The club recognized the limitations of smaller boats and, proactively, reduced the tournament creel limit from 10 fish to 8 fish. This was done for no other reason than to promote a respectful use of the resource and to avoid negative publicity. I was there, I know this to be true. Many club small tournaments on the reservoirs still maintained a 10 limit even as we made the switch.
Since the 1990’s regulations have changed and boats up to 20 feet in length are allowed on the reservoirs. Few boats smaller than 18 feet competitively fish tournaments. Reservoir boats now have the ability to have livewells with a capacity equal to or greater than those of commercially available fiberglass bass boats. My livewell is larger than the standard one in a Ranger boat.
There are a multitude of two-man team bass clubs across the country. Some allow a creel limit equal to twice that of the individual limit while most offer some reduced creel limit like our group. Some restrict the limit much further as is being requested by some of our anglers. The choice is theirs.
My objection to reducing the limit from 8 fish to 5 is two-fold.
First, all competitions are designed to identify and reward the best competitors. The lower the limit the more a single fish can influence the outcome. We already have two lunker opportunities at each event to accomplish this feat. This is the real world. There are no participation trophies. If you are fishing tournaments you should be trying to learn to be better fishermen so you can be the best. If you are not interested in working to become the best but you still want to fish tournaments “for fun or just in case you get lucky”, great. But don’t try to pull those who want more down to your level. Not everybody in Major League baseball can be the home run champ but you don’t see them pulling the fences in to the edge of the infield so everybody has a chance to hit a homerun!

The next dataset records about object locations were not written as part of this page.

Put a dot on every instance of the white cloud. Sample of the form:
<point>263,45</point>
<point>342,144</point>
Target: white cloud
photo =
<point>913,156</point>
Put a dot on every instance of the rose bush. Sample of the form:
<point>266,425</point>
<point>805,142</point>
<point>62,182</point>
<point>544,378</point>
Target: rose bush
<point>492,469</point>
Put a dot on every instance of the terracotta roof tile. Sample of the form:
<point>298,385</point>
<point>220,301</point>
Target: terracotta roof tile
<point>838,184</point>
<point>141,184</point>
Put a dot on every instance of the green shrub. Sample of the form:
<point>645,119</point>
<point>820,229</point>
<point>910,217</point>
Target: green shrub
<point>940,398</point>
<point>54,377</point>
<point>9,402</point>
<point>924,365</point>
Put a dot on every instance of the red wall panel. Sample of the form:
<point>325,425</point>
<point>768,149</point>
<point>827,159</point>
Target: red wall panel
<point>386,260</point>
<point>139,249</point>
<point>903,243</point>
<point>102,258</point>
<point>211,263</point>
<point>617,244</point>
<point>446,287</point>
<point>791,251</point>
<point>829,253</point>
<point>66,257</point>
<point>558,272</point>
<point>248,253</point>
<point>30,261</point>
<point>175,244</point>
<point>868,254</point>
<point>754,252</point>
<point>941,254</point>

My second objection to the 5-fish limit is the hypocritical use of the word “conservation” to attempt to force the change. Here is the link to the article I referenced at the meeting. http://www.post-gazette.com/local/city/2009/08/02/In-catch-and-release-a... Gene Wilde, the biologist from Texas Tech mentioned in the article, continues to research and write about the effects of tournament fishing, and his conclusions have remained basically unchanged from the time of this article. Bass tournaments, including mortality from the tournaments has little or no effect upon the fishery. Believe it, don't believe it, I don't care. The man is a respected biologist and I'll take his word.

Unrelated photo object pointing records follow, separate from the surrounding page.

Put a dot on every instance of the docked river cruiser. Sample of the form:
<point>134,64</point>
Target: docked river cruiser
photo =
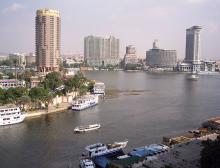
<point>11,114</point>
<point>100,149</point>
<point>82,129</point>
<point>85,102</point>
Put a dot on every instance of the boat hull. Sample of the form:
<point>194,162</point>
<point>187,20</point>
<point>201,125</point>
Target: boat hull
<point>83,130</point>
<point>83,108</point>
<point>13,121</point>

I’ll say this knowing the probable repercussions from those of you whom I truly enjoy, but the real reason people want to have the creel limit reduced is because they think they will have a better chance to win with five fish limits rather than eight. It has little or nothing to do with the health of the fish and more about the chance for them to win. Sorry, it’s true and you know it!

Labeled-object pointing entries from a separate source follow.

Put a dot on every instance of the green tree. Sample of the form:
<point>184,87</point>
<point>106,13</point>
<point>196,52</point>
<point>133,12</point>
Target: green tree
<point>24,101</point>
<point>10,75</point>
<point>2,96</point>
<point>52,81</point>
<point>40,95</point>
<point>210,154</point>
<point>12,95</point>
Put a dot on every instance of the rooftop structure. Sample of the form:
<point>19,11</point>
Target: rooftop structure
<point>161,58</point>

If you’ve ever seen the movie “A League of their Own” there is a line from Tom Hanks playing the manager Jimmy Dugan that goes – “It's supposed to be hard. If it wasn't hard, everyone would do it. The hard... is what makes it great.” That pretty much sums up how I feel. When I go up to you to congratulate you on winning a tournament, on beating me, I want you to know I appreciate your skill and talent. I know how hard I have worked to get to my level of angling. I want to be able to recognize you for a real accomplishment, not merely for getting lucky.
I said it at the meeting, I’ll say it again. If you want to fish a team tournament where the limit is five fish, go fish Bobby Heron’s tournaments. That’s why it’s there. But if you want to see how you stack up against the best reservoir fishermen in Maryland you have to fish Metro. It’s the only club where they all fish together.